US Defence Secretary Mark Esper yesterday vowed more support for the Philippines in efforts to modernise the country’s military and improve maritime security as tensions build over the disputed South China Sea.
Esper, who was in Manila for a one-day visit, said he and Philippine Defence Secretary Delfin Lorenzana discussed various ways to strengthen co-operation and further boost the two countries’ decades-old alliance.
“The United States will continue to support and to help modernise the Philippines armed forces and to improve maritime security and domain awareness,” he told a press conference after their meeting.
“We look forward to train in future joint air and maritime patrols to improve our interoperability and to demonstrate our commitment to upholding the long-standing international rules and norms,” he added.
Esper said the United States would continue to conduct freedom-of-navigation operations in the South China Sea, despite warnings by China against such activities, stressing that such acts send a clear message that all countries should abide by international laws.
“I think it is incumbent upon all of us to take a very public posture and to assert our sovereign rights and to emphasise the importance of law,” he said.
Noting that the US has conducted more freedom-of-navigation operations in the past year than in the previous 20 years, Esper said: “The clear signal that we’re trying to send is not that we oppose China per se, but that we all stand for international rules and international laws and that we think China should abide by them as well.”
“Acting collectively is the best way to send that message and to get China on the right path,” he added.
China claims almost the entire South China Sea as its territory and has built artificial islands with military-capable facilities over reefs and outcrops in the area, which are also claimed in part by Vietnam, Malaysia, Brunei and Taiwan.
In July 2016, the Permanent Court of Arbitration ruled that Beijing had no legal or historical basis for its “Nine-Dash Line,” which demarcates its claims to the South China Sea, a key shipping lane believed to be rich in marine and mineral resources.

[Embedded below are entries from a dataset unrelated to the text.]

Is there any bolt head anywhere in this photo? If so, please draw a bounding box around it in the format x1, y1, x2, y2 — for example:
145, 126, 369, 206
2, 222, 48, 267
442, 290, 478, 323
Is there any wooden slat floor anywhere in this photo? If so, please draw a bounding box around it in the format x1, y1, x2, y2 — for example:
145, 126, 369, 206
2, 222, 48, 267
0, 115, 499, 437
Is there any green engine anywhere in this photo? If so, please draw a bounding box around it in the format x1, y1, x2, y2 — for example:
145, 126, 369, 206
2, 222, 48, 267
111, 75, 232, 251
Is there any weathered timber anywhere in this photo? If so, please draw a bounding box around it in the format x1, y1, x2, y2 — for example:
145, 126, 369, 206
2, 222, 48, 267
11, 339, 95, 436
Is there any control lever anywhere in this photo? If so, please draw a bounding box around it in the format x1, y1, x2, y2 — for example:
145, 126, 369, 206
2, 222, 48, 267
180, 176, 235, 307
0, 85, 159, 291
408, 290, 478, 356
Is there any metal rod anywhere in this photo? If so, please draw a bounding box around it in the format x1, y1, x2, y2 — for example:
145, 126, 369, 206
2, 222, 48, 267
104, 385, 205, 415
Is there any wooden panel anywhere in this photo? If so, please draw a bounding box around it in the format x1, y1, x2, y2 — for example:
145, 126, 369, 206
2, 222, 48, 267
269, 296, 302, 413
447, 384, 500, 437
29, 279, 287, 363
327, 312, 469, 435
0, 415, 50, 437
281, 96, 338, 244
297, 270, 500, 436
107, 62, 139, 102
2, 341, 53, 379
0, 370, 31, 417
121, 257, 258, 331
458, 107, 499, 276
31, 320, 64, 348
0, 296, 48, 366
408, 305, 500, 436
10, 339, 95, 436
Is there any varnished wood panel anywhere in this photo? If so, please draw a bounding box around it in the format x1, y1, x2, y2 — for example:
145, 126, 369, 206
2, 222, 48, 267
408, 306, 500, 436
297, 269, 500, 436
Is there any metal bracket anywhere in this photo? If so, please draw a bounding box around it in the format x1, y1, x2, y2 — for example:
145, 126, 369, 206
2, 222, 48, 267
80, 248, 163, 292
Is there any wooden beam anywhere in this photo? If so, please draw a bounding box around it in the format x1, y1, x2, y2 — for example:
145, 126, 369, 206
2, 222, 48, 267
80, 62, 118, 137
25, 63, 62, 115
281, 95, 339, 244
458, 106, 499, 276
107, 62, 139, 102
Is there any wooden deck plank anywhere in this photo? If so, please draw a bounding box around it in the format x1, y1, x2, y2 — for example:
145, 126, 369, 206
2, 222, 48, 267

China has rejected the arbitration ruling, which was the result of a case filed by the Philippines.
Esper and Lorenzana also discussed counter-terrorism co-operation as a key pillar of the two countries’ defence alliance.
“We stand shoulder-to-shoulder with the armed forces of the Philippines in fighting terrorism,” Esper said. “The United States remains committed in supporting the Philippines’ continued efforts to deny terrorist groups a safe haven in the region.”
According to the Philippine defence department, troops are monitoring suspected Islamic State-allied operatives who are believed to be hiding in the southern region of Mindanao and working with local terrorist groups.
US Defence Secretary Mark Esper shakes hands with his Philippine counterpart Delfin Lorenzana during a news conference at the military headquarters, Camp Aguinaldo in Quezon City, Metro Manila, yesterday.